Someone was wielding an axe. The sound was a primitive bell, ringing out, leading the horseback-riding missionary to the settlement he had been looking for. In September 1808, the Dominican missionary Edward Dominic Fenwick, O.P., arrived in central Ohio, having found the 40 or so pioneers who had written the bishop of Baltimore, pleading with the bishop to send a priest to minister to their spiritual needs.
Fr. Fenwick, a native of Maryland, had recently established the Dominican Order in the United States. Accompanied by just three other friars, Fenwick had arrived in Springfield, Kentucky, in 1806. The friars began building their church, dedicated in 1809, and a men’s college, which was finished in 1812.
By 1808, Fenwick began to receive letters from Bishop Carroll concerning the needs of Catholic settlers in Ohio. The historian V.F. O’Daniel describes Fenwick’s labors: “In Kentucky he had practically lived in the saddle for seven or eight years, going from place to place ‘in search of stray sheep,’ to employ a phrase that has been canonized from its use by the saintly apostle of Ohio.”
In a letter to an English friend, Fenwick describes his missionary journeys, saying, “It often happens that I am compelled to traverse vast and inhospitable forests wherein not a trace of road is to be seen. Not infrequently, overtaken by night in the midst of these, I am obliged to hitch my horse to a tree and, making a pillow of my saddle, recommend myself to God and go to sleep with bears on all sides.” Traveling the expanse of unsettled lands, Fenwick lived St. Dominic’s zeal to preach, heading fearlessly into the wilderness.
Despite facing enormous difficulties, Fenwick’s efforts were not without some success. Fenwick shared with a friend,
A short time ago, a colony of thirteen families, having by chance found a Catholic book, conceived the desire of embracing our holy religion; and although I was three hundred miles away, they wrote me a letter, in which they made their desire known to me. I made my way to this colony, which I had the good fortune to find, instructed them all in those things that are necessary to be known, and had the consolation of baptizing them.
According to Fenwick’s estimates, by 1818 Ohio was home to some 3,000 Catholics, without a single priest to minister to them.
Jacob Dittoe, a German-Catholic who had petitioned the bishop to send a Catholic priest to his community, would host Fr. Fenwick a few times a year for the next 10 years.

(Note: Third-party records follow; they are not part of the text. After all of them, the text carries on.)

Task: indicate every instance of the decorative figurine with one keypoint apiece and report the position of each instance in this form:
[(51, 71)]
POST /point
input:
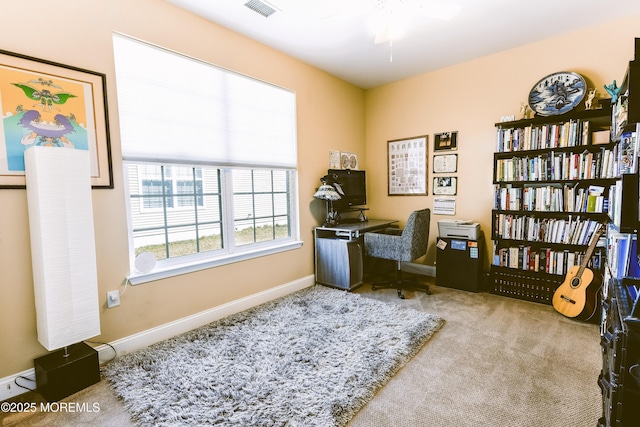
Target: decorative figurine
[(613, 90), (588, 104)]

Upon Fenwick’s arrival, Dittoe joyfully set out to build Ohio’s first Catholic church. O’Daniel describes the simple structure, saying, “[It] was a log cabin twenty-two feet long by eighteen in width, and of the same character as the ordinary home of the pioneer settlers of the country. The bare ground served as a floor, while an opening in each side-wall answered for windows. Means of heating in the winter it had none.”
Fenwick, assisted by his nephew—the newly ordained Nicholas Dominic Young, O.P.—dedicated the unornamented structure under the patronage of St. Joseph on December 6, 1818. The Dittoes were even able to provide a house for the Dominicans, erecting a log-cabin convent that became a welcome respite for weary missionaries.
Within a few years, the neighborhood around St. Joseph’s, which had boasted just six families at the church’s dedication, increased tenfold. In November 1821 the little church was expanded with a stone addition at one end.
Fenwick would go on to become the first bishop of Ohio, ordained bishop of Cincinnati in January, 1822.
St. Joseph’s, for its part, became a center of Catholic life. The Dominicans would establish the province’s novitiate and seminary, successively, at St. Joseph’s. Between 1845 and 1939 some 150 Dominican friars were ordained priests at St. Joseph’s. Today, St. Joseph’s parish boasts a handsome Gothic church in service since its dedication in 1843.